Now "successful women in their late 30's are significantly more likely to walk down the aisle than their less accomplished sisters." (source) There isn't a law that says you have to have a degree to be successful. I fully support people who don't go to university. There are plenty of us out there who have started a business with no degree. Sometimes, you can find it makes things harder when you've got one.

Most places I've worked at have loved the fact that I've got a masters degree. They know I'm qualified enough to do the jobs I apply for. Combine that with experience and I've worked hard to position myself in a great place when it comes to my career.

But unfortunately, some men don't believe that's a good thing.

Last week I spoke about how to change someone's impression of you. In one of my workplaces, my boss made me feel as if having a masters degree was a bad thing. He set me on a pedestal because of it. He believed that what was on paper didn't reflect what I could do with my skills.

At the time I was crushed. Doing a masters degree is hard work, but so worthwhile.

I wrote a post about the benefits of it last year.

Now, I realise why he said all this to me. He was intimidated. Why? Because I was more qualified than him and knew more than him. And he didn't like that.

Is There A Balance?

I guess there are two ways to look at this.

The first is that some men will be completely supportive of you. Regardless of whether you have a degree or not. Regardless of whether you have the most skills or not. If they think you can do the job and will be a good fit for the company, they’ll hire you.

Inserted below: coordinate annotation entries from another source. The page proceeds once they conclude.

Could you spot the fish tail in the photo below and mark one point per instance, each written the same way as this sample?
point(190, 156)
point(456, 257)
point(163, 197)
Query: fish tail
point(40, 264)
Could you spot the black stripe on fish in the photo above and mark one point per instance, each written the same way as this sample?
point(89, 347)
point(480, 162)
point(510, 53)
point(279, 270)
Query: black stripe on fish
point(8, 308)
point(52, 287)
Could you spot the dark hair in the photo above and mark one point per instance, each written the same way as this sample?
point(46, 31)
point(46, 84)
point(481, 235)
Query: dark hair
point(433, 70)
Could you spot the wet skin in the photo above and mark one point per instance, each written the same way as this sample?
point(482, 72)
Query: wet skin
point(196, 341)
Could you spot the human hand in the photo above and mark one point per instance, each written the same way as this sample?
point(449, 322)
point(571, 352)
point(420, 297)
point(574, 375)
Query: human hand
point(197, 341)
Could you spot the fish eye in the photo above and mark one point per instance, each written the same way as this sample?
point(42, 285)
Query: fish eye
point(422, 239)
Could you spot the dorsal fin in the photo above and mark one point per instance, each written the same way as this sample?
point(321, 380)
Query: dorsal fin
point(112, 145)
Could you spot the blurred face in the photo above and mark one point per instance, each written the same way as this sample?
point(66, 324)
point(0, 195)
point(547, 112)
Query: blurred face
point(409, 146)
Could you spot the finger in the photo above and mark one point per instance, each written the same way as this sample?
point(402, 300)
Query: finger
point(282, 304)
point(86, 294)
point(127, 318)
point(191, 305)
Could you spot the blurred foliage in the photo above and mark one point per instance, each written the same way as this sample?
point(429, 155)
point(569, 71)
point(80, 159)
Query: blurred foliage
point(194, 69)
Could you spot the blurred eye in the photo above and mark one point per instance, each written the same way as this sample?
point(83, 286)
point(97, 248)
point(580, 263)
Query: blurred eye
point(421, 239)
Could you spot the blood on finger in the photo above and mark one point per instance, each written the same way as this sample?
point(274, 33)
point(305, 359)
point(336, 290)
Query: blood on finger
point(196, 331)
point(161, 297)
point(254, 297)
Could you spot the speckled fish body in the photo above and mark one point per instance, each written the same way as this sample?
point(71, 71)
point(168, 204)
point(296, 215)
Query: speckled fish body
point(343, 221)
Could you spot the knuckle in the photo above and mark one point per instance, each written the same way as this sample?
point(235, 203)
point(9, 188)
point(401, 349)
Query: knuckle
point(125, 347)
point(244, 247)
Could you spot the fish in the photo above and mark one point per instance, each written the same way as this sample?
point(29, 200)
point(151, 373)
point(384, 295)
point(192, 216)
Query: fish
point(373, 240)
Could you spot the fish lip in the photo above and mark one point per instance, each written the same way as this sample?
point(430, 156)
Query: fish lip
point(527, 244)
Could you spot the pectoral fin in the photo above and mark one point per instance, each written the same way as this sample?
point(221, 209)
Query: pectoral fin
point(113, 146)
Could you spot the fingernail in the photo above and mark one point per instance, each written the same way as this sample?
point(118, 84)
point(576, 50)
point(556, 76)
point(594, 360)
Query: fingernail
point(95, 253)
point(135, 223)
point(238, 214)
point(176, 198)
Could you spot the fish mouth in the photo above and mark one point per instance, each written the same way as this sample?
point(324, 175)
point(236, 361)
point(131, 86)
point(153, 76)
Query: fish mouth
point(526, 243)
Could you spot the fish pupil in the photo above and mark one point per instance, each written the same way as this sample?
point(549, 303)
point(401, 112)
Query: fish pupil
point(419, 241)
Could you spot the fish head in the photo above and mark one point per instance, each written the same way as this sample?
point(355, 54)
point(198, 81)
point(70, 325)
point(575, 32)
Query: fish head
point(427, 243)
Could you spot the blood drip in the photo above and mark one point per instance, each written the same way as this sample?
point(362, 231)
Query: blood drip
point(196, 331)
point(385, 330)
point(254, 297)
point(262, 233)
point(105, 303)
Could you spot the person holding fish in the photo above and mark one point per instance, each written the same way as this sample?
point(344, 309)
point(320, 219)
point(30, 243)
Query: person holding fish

The second is that some men will dislike the fact that you are a confident woman. There's something about confidence that differentiates men. My partner loves that I'm confident. But I know that some men don't like confident women.


At the bottom of it all, there's just one thing to remember. The job has to be the right fit for you. It's so easy to say yes when you're offered a position. But you have to decide if it's what you want. If you accept, don't worry if people find you intimidating or not. You can always show them what you're worth.

 

Do you think strong women intimidate men?